Sinofuturist Trilogy

Description

Lawrence Lek's Sinofuturist Trilogy that includes Sinofuturism (1839-2046 AD), Geomancer (2017) and AIDOL (2019) where the AI conglomerate Farsight Corporation develops art and entertainment.

Sinofuturism is a video essay combining elements of science fiction, documentary melodrama, social realism, and Chinese cosmologies, in order to critique the present-day dilemmas of China and the people of its diaspora.
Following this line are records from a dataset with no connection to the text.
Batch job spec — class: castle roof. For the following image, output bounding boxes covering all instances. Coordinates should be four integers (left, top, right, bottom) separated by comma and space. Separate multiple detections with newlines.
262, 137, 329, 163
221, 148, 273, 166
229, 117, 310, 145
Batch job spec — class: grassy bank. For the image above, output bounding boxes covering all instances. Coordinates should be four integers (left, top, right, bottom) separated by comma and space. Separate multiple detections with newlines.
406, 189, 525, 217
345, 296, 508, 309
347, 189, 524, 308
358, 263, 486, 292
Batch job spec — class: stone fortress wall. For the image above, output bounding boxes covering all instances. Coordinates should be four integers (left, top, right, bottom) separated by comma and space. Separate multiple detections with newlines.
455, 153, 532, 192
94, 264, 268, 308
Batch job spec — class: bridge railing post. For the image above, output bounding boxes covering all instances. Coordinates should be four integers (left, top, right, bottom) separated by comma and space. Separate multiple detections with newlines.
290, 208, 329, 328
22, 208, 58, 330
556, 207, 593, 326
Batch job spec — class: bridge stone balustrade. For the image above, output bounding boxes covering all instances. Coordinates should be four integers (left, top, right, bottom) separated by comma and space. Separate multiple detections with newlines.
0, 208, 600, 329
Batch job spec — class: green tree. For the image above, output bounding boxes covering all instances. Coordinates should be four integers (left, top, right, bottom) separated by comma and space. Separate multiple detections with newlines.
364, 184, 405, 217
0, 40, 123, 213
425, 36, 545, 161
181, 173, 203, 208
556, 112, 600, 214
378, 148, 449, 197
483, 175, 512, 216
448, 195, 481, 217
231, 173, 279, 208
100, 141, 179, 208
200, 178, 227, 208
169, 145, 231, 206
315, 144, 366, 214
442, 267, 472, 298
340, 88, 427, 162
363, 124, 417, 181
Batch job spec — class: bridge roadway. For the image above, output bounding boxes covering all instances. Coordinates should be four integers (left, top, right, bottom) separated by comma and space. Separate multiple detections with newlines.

Heralded by the futuristic computer-generated cityscapes that have become a signature feature of his work, Lawrence Lek’s mini-opus Geomancer is less inclined to map the building blocks of the urban architecture of tomorrow than to try and summon up the spirit of our rapidly dawning age - one whose characteristics, Lek implies, include the growing ascendancy of the cultural phenomenon of Sino-Futurism. As the geopolitical axis tilts further to the East, and as once-dominant economic/technological models are cast into doubt, Lek alights on a longstanding tension between the place of the human and the role of the machine, sharpened by contemporary hopes and anxieties around the rise of East Asia, and by speculations that new forms of artificial intelligence, already outperforming mere mortals in matters of automation and aggregation, will challenge us in more creative skills as well. (fvu.co.uk)

This computer-generated fantasy tells the story of a fading superstar, Diva, who enlists an aspiring AI songwriter to mount a comeback performance at the 2065 eSports Olympic finale. Set in a smoke-and-mirrors realm of fantastical architecture, sentient drones and snow-deluged jungles, AIDOL revolves around the long and complex struggle between humanity and Artificial Intelligence. Fame - in all its allure and emptiness - is set against the bigger contradictions of a post-AI world, a world where originality is sometimes no more than an algorithmic trick and where machines have the capacity for love and suffering.